Now, that knowledge has hit an important inflection point with the creation of the Immunoscore, an assay that stratifies the state of a patient’s immune system by evaluating the T cells that play such a vital role in it. The implications of this new tool are discussed in the cover story in this issue of OncologyLive, “Prognostic Tool for Immuno Age Debuts.”
The research presented at the 2016 ASCO Annual Meeting indicates that the Immunoscore can correlate wih an individual patient’s response to therapy and may be useful in guiding treatment choices not only for the checkpoint inhibitor immunotherapy agents revolutionizing oncology but also for chemotherapy and radiotherapy.

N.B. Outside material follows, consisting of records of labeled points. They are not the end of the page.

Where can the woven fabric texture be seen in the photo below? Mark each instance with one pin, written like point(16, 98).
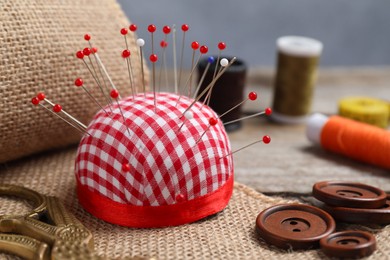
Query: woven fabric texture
point(39, 40)
point(164, 162)
point(227, 235)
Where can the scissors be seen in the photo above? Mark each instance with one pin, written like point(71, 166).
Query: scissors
point(48, 231)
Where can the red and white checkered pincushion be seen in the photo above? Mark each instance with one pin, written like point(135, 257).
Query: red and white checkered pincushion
point(146, 172)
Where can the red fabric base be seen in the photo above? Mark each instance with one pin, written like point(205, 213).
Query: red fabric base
point(158, 216)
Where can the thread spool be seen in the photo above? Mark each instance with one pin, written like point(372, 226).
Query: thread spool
point(296, 77)
point(368, 110)
point(351, 138)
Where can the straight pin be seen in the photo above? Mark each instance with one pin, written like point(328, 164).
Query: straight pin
point(79, 83)
point(174, 58)
point(153, 58)
point(266, 139)
point(36, 101)
point(140, 43)
point(267, 111)
point(115, 94)
point(211, 84)
point(210, 60)
point(184, 28)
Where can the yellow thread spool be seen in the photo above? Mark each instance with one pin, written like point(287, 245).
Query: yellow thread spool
point(295, 78)
point(368, 110)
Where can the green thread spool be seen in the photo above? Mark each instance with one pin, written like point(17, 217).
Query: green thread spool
point(296, 77)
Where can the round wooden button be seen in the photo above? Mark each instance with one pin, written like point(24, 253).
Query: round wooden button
point(295, 226)
point(349, 194)
point(348, 244)
point(361, 216)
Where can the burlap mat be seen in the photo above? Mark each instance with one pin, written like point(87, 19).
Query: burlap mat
point(227, 235)
point(38, 43)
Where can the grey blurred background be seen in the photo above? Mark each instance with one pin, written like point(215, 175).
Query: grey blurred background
point(354, 33)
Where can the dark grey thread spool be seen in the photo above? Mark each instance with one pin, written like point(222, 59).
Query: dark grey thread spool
point(228, 90)
point(296, 77)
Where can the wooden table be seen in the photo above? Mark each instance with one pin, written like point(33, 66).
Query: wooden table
point(290, 163)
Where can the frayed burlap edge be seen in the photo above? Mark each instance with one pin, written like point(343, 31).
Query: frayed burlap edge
point(227, 235)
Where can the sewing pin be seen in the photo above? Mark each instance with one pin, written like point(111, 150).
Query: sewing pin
point(115, 94)
point(140, 43)
point(267, 111)
point(152, 29)
point(184, 28)
point(153, 58)
point(210, 60)
point(210, 85)
point(266, 139)
point(212, 122)
point(80, 83)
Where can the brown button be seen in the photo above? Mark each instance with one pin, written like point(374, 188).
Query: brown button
point(294, 226)
point(348, 244)
point(361, 216)
point(349, 194)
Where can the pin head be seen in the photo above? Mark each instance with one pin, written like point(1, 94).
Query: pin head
point(195, 45)
point(166, 29)
point(204, 49)
point(126, 167)
point(153, 58)
point(57, 108)
point(185, 27)
point(268, 111)
point(224, 62)
point(213, 121)
point(125, 53)
point(87, 51)
point(41, 96)
point(80, 55)
point(151, 28)
point(78, 82)
point(114, 93)
point(221, 46)
point(252, 96)
point(140, 42)
point(124, 31)
point(163, 44)
point(180, 198)
point(133, 27)
point(266, 139)
point(189, 115)
point(87, 37)
point(210, 59)
point(35, 101)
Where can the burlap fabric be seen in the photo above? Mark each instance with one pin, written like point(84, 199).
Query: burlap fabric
point(38, 42)
point(227, 235)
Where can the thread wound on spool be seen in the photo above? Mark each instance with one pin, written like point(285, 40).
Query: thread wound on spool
point(296, 76)
point(369, 110)
point(357, 140)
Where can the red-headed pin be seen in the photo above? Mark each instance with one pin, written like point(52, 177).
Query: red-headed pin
point(153, 58)
point(152, 28)
point(184, 28)
point(267, 112)
point(266, 139)
point(115, 95)
point(80, 83)
point(212, 122)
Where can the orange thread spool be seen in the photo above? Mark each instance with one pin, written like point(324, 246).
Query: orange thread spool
point(354, 139)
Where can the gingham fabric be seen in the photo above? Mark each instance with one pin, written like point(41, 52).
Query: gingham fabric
point(166, 162)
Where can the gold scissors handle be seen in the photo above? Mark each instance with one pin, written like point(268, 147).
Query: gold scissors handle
point(26, 232)
point(48, 231)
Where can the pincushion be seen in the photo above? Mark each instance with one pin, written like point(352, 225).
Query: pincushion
point(159, 167)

At this point, the Immunoscore has been validated in colon cancer but similar markers have been noted in nearly 10 other tumor types.
Although more studies must be conducted, it seems clear that the Immunoscore or a similar assay will become part of routine oncology practice in the next several years. When that happens, it will truly be an advance for patients.
The bulk of the credit for the development of this new assay goes to the Society for Immunotherapy of Cancer (SITC). These are the same scientists who tenaciously nurtured the idea of checkpoint inhibitors as a strategy for unleashing the patient’s immune system against cancer even amid much skepticism.
When SITC leaders could not find industry partners willing to take on development of this assay, they formed a network of cancer centers throughout the world to conduct the research.
There’s been much discussion about the “hallmarks of cancer” during the past 15 years following the publication of 2 seminal papers by Robert A. Weinberg, PhD, a Giant of Cancer Care award winner, and Douglas Hanahan, PhD. Perhaps some of the most important hallmarks of this new era of oncology will be ingenuity and perseverance.